The Census Bureau under President Trump reversed a decision requested by congressional Democrats and gay-rights advocates to ask Americans about their sexual orientation in the 2020 Census.

Activists in the LGBT community and Democratic lawmakers have been pushing for the next Census to gather information on sexual orientation to get a better picture of the American people's family and sexual dynamics, the Washington Times reported.

They appeared to have been successful when the Census Bureau said on Tuesday it would add "sexual orientation and gender identity" as proposed subjects for 2020. But the Census then removed the sexual orientation proposal hours later.

There is no "federal need" to collect information on sexual orientation, said a Census Bureau spokesman, who told the Times that members of Congress approached the Census to include questions on sexual orientation.

"The Subjects Planned for the 2020 Census and American Community Survey report released today inadvertently listed sexual orientation and gender identity as a proposed topic in the appendix," the bureau said in a statement. "This topic is not being proposed to Congress for the 2020 Census or American Community Survey."

The Census "gives a snapshot of same-sex households," the Times noted, although it has avoided more probing questions about sexual identity,

Still, Census experts created a foundation to ask such questions if the bureau decided to approve the new additions.

Congressional Democrats initially sought the change in questions last year, arguing information on sexuality would help them better tailor legislation to lesbian, gay, transgender, and bisexual Americans' situations.

The National Health Interview Survey and the Justice Department's National Crime Victim Survey do ask about sexual orientation, but opinion polls have served as the primary source of estimates for the size of the LGBT community, the Times reported.

Census Bureau Director John H. Thompson said the bureau's "goal is a complete and accurate census" upon releasing a report to Congress on the topics expected.

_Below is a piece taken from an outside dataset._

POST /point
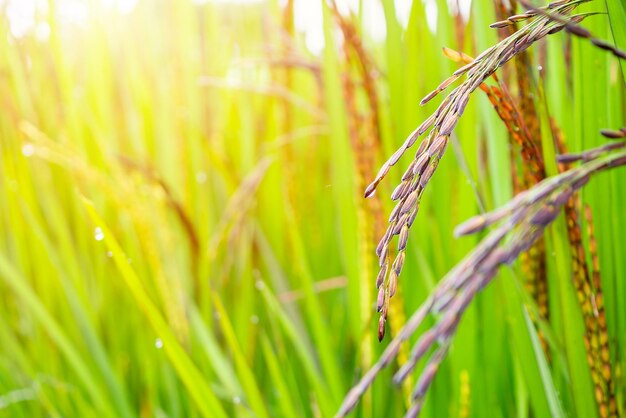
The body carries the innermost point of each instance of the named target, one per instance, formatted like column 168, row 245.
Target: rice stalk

He added that a key goal is "making it easier and more efficient for census takers to complete their work."

"In planning for the 2020 Census, the Census Bureau has focused on improving its address list by using imagery, finding ways to increase household self-response, leveraging resources inside and outside the government," Thompson said.

Gender identity might be included in the United Kingdom's 2021 census, although the country reported in 2016 that "challenges and difficulties" remained in obtaining that information.